Congressional investigators have learned this week that some Enron executives,
concerned about the company's finances, sought legal counsel on their own from
lawyers outside the company before the financial disclosures last fall that ultimately
led to Enron's bankruptcy in December.


Last night, Salon.com reported that an Enron corporate lawyer, Jordan
Mintz, last summer hired a New York law firm, Fried Frank Harris Shriver & Jacobson,

to take another look at the company's financial structure. Fried Frank, where the
S.E.C. chairman, Harvey L. Pitt, worked until last fall, recommended that Enron end
its deals with the partnerships. There was no response to a message left last night at
Mr. Mintz's home in Houston.

The investigation by the Houston law firm of Vinson & Elkins, a result of Ms. Watkins's
letter, concluded that Enron had done nothing wrong in setting up the partnerships but
also said that there was a serious risk of adverse publicity and litigation for the
company.

In Houston yesterday, investigators of the House Energy and Commerce Committee
interviewed Richard Buy, Enron's chief risk officer, among other executives. On Friday
they plan to interview Richard Causey, the company's chief accounting officer.
Investigators then plan to conduct interviews across the country about document
destruction at Andersen. Investigators have also started to receive reconstructed
versions of some of the e-mail messages and electronic documents that were destroyed
by the accounting firm from September to November.

On Wednesday, investigators from the committee spent more than four hours
interviewing David B. Duncan, the lead Andersen partner in charge of auditing Enron,
who was fired earlier this week after the firm said he oversaw document destruction
at Andersen's Houston office despite a regulatory investigation.

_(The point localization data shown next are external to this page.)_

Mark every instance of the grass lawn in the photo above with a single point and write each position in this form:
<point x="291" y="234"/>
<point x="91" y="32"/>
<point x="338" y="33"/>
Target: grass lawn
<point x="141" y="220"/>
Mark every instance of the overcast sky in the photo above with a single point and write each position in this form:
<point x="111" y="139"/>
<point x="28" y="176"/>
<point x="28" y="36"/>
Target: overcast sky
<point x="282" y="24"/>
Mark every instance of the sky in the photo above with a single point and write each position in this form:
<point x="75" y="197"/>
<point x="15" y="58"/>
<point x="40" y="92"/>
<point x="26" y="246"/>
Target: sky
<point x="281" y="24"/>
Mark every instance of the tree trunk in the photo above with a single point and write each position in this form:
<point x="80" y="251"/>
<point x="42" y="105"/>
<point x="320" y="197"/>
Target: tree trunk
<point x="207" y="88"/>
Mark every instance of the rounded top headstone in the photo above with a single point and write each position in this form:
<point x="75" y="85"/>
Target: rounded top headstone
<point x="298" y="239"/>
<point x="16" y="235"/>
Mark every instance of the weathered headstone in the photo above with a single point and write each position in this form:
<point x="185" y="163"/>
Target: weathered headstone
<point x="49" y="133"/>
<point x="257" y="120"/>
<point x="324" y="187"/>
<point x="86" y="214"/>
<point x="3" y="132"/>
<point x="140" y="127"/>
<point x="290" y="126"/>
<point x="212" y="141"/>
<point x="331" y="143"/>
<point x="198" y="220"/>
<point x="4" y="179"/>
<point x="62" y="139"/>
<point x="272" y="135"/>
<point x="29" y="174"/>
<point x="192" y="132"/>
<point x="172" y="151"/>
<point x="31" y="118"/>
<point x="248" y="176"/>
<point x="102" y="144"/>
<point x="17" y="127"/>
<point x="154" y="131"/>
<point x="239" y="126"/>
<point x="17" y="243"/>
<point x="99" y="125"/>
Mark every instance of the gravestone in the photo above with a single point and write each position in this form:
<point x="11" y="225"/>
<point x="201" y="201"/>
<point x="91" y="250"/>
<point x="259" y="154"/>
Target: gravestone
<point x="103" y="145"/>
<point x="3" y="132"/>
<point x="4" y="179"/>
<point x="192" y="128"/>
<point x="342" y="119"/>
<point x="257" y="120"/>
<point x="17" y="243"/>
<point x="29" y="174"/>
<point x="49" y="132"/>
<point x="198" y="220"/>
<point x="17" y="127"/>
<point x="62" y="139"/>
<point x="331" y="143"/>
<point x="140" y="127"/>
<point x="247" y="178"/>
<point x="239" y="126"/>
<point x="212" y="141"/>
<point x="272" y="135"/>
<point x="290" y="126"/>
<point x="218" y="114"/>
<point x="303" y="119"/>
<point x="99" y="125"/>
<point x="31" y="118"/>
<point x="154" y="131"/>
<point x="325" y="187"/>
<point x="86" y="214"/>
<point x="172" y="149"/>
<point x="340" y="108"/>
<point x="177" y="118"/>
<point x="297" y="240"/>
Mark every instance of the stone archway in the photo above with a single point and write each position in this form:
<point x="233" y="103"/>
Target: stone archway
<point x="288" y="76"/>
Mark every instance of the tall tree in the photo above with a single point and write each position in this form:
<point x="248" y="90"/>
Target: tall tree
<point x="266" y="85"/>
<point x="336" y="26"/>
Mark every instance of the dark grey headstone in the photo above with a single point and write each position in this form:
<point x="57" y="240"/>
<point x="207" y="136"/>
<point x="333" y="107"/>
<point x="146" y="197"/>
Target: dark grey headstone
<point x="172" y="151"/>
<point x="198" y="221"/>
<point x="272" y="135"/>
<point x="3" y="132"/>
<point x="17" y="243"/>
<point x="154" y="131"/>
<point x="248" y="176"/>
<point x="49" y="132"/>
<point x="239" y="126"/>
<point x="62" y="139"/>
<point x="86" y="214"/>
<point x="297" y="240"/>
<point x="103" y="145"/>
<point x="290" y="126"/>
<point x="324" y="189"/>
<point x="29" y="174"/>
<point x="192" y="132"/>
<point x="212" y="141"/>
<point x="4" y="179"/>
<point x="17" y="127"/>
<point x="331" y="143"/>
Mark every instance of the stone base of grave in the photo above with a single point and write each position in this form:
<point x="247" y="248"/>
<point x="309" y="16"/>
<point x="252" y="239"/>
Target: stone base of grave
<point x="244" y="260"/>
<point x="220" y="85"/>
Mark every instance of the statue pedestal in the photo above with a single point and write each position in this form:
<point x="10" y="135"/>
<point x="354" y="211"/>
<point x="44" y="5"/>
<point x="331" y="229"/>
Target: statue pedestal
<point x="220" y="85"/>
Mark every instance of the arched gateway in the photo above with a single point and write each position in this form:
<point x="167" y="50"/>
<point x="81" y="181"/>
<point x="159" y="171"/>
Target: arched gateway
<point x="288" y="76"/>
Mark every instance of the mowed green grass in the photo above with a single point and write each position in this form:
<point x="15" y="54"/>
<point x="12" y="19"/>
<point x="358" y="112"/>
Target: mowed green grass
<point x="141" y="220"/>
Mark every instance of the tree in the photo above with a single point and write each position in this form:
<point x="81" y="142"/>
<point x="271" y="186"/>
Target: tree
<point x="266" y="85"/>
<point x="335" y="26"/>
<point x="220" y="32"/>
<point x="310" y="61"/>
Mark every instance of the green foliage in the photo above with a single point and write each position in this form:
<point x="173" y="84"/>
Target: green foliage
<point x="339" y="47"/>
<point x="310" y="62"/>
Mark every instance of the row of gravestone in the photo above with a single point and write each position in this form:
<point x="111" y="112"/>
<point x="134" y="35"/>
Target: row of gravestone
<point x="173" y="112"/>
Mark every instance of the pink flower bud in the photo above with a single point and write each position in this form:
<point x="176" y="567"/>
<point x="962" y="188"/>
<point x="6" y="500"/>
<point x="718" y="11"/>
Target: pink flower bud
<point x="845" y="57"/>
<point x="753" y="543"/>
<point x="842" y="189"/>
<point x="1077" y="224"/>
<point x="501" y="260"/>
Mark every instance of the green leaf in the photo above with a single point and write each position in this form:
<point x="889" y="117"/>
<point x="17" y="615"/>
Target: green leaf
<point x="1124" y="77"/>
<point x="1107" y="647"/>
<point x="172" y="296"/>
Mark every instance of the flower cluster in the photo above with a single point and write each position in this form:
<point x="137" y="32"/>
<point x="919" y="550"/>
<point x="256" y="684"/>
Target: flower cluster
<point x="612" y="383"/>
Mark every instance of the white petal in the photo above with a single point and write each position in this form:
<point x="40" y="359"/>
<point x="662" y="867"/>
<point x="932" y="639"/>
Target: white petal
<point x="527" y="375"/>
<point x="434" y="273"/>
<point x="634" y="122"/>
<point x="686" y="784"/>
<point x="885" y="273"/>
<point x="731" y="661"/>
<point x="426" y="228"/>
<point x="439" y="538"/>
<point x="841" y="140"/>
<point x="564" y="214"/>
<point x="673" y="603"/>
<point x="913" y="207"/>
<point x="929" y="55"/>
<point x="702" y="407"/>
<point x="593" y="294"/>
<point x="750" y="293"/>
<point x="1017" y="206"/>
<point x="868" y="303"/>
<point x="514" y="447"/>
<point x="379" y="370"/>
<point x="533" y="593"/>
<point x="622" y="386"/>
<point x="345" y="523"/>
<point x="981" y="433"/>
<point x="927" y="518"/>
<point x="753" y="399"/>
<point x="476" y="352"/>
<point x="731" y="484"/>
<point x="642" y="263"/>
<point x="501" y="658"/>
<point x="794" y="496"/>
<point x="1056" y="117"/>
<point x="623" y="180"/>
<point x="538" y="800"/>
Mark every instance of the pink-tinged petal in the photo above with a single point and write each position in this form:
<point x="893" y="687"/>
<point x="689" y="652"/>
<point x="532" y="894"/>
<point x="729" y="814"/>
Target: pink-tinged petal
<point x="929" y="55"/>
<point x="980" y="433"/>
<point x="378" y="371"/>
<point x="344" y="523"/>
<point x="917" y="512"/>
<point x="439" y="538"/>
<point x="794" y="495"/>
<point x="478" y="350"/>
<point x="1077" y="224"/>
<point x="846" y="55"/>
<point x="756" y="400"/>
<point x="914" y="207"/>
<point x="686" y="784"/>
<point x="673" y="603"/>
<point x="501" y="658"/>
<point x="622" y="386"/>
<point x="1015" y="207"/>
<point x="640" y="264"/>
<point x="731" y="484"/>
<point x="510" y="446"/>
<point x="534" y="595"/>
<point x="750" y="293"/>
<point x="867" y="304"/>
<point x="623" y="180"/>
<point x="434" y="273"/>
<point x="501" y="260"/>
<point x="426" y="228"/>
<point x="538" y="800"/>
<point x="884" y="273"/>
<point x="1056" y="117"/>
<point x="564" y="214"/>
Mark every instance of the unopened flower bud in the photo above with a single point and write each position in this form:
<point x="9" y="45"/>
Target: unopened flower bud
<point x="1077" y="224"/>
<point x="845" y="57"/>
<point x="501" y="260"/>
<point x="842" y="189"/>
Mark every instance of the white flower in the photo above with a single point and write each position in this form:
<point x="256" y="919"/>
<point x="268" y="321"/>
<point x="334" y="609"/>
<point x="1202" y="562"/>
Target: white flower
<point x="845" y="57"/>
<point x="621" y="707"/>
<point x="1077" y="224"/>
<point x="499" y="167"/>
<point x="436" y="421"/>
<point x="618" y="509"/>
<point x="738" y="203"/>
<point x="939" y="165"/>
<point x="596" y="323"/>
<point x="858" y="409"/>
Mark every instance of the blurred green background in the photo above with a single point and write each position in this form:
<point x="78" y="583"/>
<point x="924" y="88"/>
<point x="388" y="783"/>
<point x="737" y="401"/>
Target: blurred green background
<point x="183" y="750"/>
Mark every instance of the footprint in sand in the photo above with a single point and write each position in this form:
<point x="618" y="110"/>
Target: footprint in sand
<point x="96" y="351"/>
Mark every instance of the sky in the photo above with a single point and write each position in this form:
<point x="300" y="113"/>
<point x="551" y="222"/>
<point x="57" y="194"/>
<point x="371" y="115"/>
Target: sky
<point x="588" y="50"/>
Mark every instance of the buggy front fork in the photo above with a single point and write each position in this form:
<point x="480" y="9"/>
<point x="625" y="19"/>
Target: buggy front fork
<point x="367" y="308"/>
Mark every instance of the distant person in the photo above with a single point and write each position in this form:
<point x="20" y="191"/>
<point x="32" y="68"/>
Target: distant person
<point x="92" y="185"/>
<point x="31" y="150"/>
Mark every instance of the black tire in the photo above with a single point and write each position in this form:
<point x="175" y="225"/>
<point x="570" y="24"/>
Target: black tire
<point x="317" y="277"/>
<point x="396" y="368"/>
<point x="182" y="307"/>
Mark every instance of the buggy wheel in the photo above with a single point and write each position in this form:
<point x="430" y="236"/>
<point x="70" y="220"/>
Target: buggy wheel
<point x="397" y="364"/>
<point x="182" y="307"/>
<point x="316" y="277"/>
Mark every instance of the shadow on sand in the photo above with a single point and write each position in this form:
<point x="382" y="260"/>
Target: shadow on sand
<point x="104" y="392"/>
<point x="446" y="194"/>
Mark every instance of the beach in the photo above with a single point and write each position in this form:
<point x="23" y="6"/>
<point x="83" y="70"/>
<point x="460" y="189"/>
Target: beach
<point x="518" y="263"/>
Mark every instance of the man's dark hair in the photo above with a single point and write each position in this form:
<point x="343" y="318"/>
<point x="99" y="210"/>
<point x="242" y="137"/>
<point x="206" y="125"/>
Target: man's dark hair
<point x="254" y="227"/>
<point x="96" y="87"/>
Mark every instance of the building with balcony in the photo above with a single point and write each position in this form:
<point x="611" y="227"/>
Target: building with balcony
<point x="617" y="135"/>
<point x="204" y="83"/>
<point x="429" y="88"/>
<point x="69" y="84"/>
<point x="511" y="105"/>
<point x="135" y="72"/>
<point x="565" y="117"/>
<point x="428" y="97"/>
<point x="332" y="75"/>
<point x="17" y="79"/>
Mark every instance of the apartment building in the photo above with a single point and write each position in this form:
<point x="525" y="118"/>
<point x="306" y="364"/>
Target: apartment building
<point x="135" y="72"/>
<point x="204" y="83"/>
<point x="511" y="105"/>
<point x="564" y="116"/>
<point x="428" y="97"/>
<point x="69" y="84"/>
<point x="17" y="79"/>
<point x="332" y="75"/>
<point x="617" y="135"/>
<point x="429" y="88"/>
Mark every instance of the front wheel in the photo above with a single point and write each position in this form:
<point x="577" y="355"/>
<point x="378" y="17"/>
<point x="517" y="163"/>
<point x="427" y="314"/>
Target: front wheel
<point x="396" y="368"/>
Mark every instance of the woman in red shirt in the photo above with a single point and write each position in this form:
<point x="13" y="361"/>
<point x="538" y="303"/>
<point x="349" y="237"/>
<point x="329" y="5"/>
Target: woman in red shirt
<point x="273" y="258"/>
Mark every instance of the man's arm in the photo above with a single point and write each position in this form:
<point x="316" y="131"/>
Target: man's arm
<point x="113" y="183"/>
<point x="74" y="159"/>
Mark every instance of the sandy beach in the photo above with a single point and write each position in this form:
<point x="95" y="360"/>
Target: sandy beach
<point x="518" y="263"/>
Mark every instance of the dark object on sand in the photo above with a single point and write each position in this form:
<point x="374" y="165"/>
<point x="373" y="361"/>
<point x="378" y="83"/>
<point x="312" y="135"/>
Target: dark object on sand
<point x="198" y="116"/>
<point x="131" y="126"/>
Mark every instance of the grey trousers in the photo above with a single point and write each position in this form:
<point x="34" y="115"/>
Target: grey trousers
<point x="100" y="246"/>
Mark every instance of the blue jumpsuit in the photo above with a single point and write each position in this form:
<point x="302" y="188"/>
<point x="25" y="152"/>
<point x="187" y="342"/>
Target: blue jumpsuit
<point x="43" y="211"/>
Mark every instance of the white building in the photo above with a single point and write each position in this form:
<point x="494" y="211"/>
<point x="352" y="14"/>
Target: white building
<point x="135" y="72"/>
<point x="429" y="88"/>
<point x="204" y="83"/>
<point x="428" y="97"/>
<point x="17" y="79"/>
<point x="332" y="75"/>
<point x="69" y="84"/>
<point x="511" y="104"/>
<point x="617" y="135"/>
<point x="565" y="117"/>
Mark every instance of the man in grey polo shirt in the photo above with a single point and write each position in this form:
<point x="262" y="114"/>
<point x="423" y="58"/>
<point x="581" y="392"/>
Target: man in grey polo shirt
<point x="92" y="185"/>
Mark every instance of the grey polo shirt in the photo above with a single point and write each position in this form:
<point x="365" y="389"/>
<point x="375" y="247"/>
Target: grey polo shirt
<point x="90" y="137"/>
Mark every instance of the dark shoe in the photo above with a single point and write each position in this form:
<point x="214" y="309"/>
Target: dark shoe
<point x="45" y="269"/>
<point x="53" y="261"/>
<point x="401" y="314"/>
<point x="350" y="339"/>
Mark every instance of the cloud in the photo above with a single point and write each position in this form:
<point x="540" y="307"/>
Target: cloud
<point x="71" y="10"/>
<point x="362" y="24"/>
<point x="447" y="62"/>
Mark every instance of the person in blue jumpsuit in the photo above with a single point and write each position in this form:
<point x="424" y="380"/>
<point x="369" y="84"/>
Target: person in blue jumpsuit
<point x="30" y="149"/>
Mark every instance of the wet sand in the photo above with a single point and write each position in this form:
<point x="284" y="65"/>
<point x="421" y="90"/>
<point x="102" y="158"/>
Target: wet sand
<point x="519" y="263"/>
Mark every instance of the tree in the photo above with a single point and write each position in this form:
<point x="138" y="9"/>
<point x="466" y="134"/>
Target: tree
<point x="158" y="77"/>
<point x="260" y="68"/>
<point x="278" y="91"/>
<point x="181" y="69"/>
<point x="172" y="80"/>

Mr. Duncan maintained that he was only following a document-destruction policy
re-emphasized in an Oct. 12 memo from an Andersen lawyer, according to a person
close to the case. He was asked by investigators whether "it was usual in your career
for people to talk to you about the document-retention policy," this person said. "He
said it's not something happens all the time."

Mr. Duncan also stated that by September, Andersen executives in Chicago were
having frequent phone calls with auditors in Houston re-examining Enron's
transactions with the partnerships, this person said.

The internal Andersen documents paint a complicated picture of a firm where
accountants were struggling to evaluate the risks posed by Enron's aggressive approach
to accounting. The Andersen executives also worried that the fees received from Enron
could appear to compromise their objectivity.

"We arbitrarily discussed that it would not be unforeseeable that fees could reach a
$100 million per-year amount considering the multidisciplinary services being
provided," wrote Michael D. Jones, in Andersen's Houston office. "Such amount did not
trouble the participants so long as the nature of the services was not an issue."

In a statement yesterday, Andersen said that "discussion about the potential that fees
could rise to as much as $100 million was not in the context of the firm's desire to
grow revenues."

"Rather," it continued, "the discussion related to concerns about the possibility that
the size of the fees could be misperceived as affecting independence."

But Mr. Jones's e-mail message also suggested that Andersen's accountants consider
whether the LJM partnerships should be treated as a separate entity for accounting
purposes. That suggestion makes clear that nearly a year ago Enron's auditors
questioned whether unreported transactions between the company and entities like
LJM might be improperly characterized in its financial statements.

Mr. Jones's e-mail message also proposed that a special committee of Enron's board be
created to "review the fairness of LJM transactions."